Lucky for me, the Subaru remained steadfast and true, gripping the rocky terrain like glue and giving my confidence the boost it so desperately needed. The ease with which the Subaru handled that rough trek up the mountain dashed away all fear, and, right there in that driver’s seat, a backcountry adventurer was born. I drove a little faster, engaged tighter turns, and threw in some hard stops to test the anti-lock brakes. You name it, and I tried it. The Outback never let me down.
Up top at 10,450 feet, the views of the magnificent Grand Teton mountain range were a testament to the power and complexity of nature.
The trip down with my delightful co-driver, Subaru Corporate Communications Manager Heather Ward, was just as impressive as the ride up.
To wind down after an exciting day, we gathered to watch the sun set over Jackson Lake. Quiet conversation set the mood for one of the best night’s sleep I’ve ever known.
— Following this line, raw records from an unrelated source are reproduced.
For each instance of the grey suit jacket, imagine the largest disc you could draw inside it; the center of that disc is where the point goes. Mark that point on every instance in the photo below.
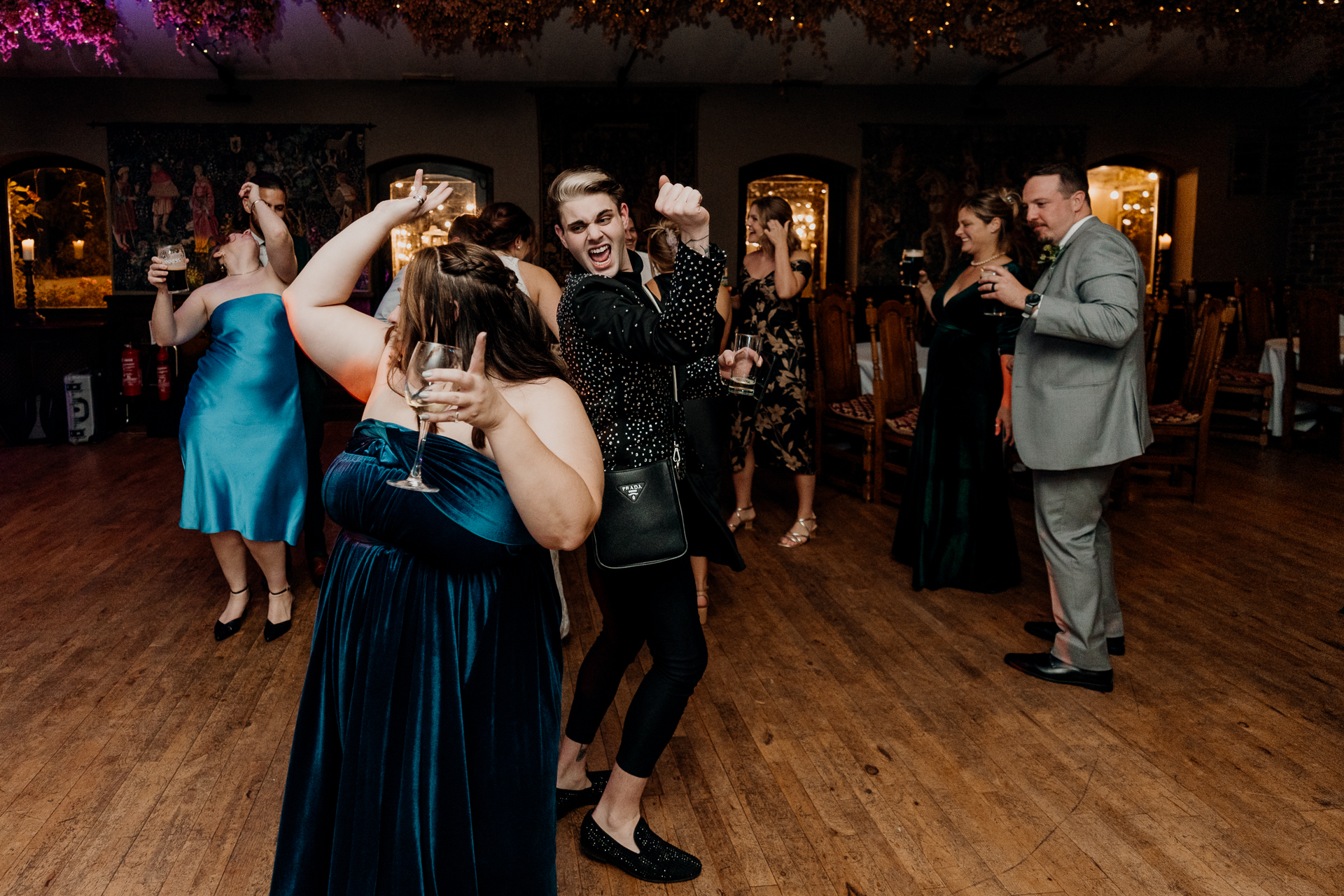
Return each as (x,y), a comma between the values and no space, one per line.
(1078,387)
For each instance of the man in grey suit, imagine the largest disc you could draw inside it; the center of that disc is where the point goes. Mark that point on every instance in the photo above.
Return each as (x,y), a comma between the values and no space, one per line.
(1079,409)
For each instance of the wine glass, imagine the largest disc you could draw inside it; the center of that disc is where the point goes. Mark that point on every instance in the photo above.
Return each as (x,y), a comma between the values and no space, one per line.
(995,308)
(428,356)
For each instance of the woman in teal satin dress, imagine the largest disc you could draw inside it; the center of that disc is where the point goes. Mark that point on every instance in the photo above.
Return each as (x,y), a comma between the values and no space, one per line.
(242,431)
(955,527)
(428,734)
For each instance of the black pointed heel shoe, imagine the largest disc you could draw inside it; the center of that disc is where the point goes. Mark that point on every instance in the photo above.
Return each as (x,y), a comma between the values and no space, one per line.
(230,629)
(273,630)
(568,801)
(656,862)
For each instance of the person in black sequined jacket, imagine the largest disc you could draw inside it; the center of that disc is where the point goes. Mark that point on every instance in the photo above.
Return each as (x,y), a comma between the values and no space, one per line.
(622,347)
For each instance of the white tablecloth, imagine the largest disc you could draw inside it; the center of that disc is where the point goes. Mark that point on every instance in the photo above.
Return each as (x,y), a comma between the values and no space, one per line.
(866,365)
(1272,363)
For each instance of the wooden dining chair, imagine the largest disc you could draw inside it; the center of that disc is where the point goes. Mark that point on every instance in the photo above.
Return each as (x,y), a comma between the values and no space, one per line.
(1155,317)
(846,421)
(897,391)
(1175,463)
(1319,375)
(1241,377)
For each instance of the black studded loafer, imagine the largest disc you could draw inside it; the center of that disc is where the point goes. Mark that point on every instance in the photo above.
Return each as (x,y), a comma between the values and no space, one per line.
(1047,631)
(568,801)
(656,862)
(1047,666)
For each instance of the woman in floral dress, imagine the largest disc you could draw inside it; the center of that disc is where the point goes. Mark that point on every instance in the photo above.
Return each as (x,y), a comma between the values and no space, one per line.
(776,430)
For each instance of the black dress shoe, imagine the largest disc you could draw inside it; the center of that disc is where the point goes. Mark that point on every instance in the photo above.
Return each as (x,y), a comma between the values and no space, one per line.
(229,629)
(273,630)
(656,862)
(568,801)
(1047,631)
(1047,666)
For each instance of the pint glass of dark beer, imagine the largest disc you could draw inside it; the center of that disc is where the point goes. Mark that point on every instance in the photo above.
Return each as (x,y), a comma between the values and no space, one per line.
(175,260)
(911,262)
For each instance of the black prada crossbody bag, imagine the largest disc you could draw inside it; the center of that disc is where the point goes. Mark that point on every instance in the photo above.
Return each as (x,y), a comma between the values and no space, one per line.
(641,520)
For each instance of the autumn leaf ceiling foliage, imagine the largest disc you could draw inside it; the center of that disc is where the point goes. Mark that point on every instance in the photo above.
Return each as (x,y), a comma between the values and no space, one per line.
(993,29)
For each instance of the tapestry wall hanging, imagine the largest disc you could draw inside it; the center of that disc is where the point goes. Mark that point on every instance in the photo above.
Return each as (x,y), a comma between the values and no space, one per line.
(179,184)
(635,134)
(914,178)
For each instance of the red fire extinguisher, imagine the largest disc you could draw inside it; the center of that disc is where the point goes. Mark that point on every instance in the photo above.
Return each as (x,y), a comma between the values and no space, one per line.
(131,379)
(164,377)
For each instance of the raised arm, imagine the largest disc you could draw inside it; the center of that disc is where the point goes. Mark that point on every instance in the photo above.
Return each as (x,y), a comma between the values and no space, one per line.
(280,245)
(167,326)
(550,460)
(340,340)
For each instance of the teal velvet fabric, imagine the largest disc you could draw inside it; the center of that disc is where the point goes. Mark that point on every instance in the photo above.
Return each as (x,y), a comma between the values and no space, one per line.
(955,527)
(242,429)
(428,734)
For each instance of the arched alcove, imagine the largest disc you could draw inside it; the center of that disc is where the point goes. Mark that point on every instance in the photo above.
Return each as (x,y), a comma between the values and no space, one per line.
(61,204)
(473,188)
(1136,194)
(806,175)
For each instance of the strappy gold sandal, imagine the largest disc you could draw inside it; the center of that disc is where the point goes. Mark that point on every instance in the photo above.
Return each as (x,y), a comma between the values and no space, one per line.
(809,531)
(737,519)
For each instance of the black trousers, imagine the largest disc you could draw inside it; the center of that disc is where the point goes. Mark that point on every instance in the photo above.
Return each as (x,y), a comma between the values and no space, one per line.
(655,605)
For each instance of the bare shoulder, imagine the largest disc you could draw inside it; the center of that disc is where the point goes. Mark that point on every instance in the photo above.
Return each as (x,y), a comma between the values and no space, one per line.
(536,272)
(543,398)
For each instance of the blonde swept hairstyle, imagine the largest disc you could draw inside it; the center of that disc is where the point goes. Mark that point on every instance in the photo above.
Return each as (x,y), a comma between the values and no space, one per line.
(663,241)
(577,183)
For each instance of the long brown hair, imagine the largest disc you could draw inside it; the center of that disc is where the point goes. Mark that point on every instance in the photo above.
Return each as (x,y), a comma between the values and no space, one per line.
(503,223)
(1006,204)
(457,290)
(777,209)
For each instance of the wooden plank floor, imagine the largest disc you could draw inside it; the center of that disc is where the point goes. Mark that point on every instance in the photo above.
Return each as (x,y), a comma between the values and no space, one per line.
(850,738)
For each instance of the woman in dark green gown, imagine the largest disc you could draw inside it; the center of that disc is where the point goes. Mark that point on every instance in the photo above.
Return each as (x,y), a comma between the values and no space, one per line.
(955,527)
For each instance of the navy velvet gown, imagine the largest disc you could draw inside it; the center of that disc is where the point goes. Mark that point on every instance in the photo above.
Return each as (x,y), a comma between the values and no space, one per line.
(428,735)
(955,527)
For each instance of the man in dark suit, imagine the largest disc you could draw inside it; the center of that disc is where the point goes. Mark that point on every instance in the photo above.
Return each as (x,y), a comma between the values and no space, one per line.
(1079,409)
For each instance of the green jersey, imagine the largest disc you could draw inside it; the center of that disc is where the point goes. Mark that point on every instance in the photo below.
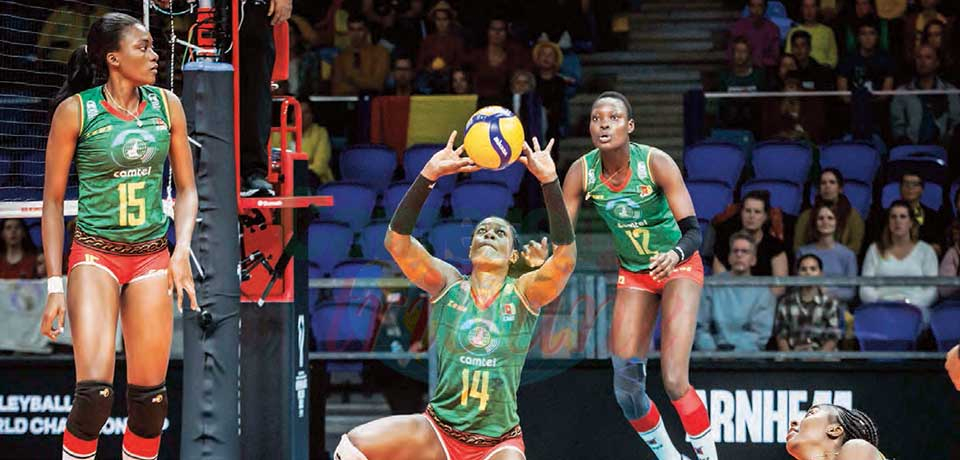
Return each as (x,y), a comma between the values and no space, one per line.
(119,161)
(480,355)
(637,213)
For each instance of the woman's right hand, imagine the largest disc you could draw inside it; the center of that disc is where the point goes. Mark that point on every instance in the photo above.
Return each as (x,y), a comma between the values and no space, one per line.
(448,161)
(54,311)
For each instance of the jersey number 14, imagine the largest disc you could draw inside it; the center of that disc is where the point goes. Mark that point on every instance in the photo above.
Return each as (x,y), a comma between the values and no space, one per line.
(478,389)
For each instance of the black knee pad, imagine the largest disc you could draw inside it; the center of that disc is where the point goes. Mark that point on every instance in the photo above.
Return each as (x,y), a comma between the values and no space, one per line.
(92,402)
(630,386)
(146,409)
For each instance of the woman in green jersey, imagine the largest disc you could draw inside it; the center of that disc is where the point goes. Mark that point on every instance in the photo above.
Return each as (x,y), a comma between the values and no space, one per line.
(640,194)
(483,323)
(118,130)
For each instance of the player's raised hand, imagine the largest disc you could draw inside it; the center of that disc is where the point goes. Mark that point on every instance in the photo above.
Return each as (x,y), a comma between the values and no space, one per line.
(539,162)
(448,161)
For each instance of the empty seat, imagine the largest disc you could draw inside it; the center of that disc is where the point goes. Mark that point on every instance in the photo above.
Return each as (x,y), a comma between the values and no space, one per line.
(352,203)
(932,195)
(714,161)
(782,160)
(709,197)
(887,326)
(476,200)
(328,243)
(369,164)
(855,160)
(418,155)
(783,194)
(429,213)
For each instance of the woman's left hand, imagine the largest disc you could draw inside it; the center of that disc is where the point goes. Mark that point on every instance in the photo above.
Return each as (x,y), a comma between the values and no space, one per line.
(535,253)
(180,279)
(662,264)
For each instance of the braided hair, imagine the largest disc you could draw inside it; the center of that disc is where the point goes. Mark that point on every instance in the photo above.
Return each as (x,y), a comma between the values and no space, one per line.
(856,425)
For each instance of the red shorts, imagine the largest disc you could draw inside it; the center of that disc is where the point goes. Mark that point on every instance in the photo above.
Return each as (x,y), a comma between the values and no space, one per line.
(455,449)
(124,269)
(691,269)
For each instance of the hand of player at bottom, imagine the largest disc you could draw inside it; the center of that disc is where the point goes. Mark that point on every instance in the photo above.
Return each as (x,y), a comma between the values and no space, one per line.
(180,279)
(535,253)
(662,264)
(448,161)
(539,162)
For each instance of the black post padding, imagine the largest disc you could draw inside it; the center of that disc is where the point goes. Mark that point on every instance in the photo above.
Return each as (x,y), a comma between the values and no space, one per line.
(210,348)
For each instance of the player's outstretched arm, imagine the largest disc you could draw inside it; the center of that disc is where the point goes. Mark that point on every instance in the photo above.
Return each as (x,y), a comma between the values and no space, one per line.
(544,284)
(665,173)
(425,271)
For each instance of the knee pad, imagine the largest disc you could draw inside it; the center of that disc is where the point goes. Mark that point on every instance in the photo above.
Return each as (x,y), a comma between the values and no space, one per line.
(146,410)
(347,451)
(92,402)
(630,386)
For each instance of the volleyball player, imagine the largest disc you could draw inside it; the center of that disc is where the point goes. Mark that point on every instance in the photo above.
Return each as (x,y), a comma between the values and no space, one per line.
(483,323)
(119,131)
(828,432)
(640,194)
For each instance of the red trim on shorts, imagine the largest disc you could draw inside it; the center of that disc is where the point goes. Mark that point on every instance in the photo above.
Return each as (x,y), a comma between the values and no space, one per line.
(691,269)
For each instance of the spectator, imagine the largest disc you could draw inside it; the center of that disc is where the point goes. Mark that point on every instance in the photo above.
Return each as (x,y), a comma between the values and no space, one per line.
(807,319)
(868,67)
(864,9)
(899,252)
(19,251)
(823,44)
(787,64)
(742,77)
(443,49)
(494,64)
(915,23)
(833,258)
(849,228)
(362,67)
(931,222)
(551,85)
(813,75)
(928,119)
(460,82)
(402,77)
(736,318)
(769,251)
(761,33)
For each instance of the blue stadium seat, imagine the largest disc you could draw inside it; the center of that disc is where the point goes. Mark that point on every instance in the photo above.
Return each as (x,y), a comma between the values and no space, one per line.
(371,241)
(451,242)
(429,213)
(855,160)
(945,323)
(358,268)
(915,152)
(715,161)
(783,194)
(511,176)
(352,203)
(476,200)
(328,243)
(369,164)
(782,160)
(932,195)
(887,326)
(418,155)
(709,197)
(343,326)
By our third day in the wild, our crew definitely qualified as “rugged and outdoorsy.” It was time to give back to this grand valley “City Slicker” style. Outfitted in leather work gloves and hardy fleece, we teamed up with the Grand Teton National Park staff for a service project that involved tearing down an expansive stretch of buck and rail fencing. The offending fence inhibited elk from moving across a major migration corridor within the park. Our grimy-but-grinning group finished the project with a great sense of accomplishment, drawn even closer by our shared endeavor.
BACK TO REALITY
I reluctantly packed up and returned home a changed person – someone who risked face-to-face encounters with bears, rose above phobia to ascend a mountain, made a difference for generations of wildlife, and decidedly loves camping.
I know my camping experience was not typical – hot showers and scrumptious, prepared meals are not the norm – but for me, it was just the gentle introduction I needed. I am ready and eager to take the plunge this summer with my family. Campgrounds for every comfort level are abundant; those with access to electricity, showers, and toilet facilities can cost as little as $15 a day. Tents, sleeping bags, and other camping gear can be rented for next to nothing.
I am forever grateful for the opportunity Subaru gave me to step out of suburbia for a while to stroll through sagebrush meadows, meander down untamed trails, sit on a quiet lakeshore, and reflect in silence under a massive, star-studded sky.
It all left me wondering, why did I wait so long?
SUBARU PARTNERS LEAVE NO TRACE
The Leave No Trace Center for Outdoor Ethics is an educational, nonprofit organization based in Boulder, Colorado. It promotes and inspires responsible outdoor recreation through education, research, and partnerships.
Subaru is a principal partner of Leave No Trace in its dedication to the responsible enjoyment and active stewardship of the outdoors by all people.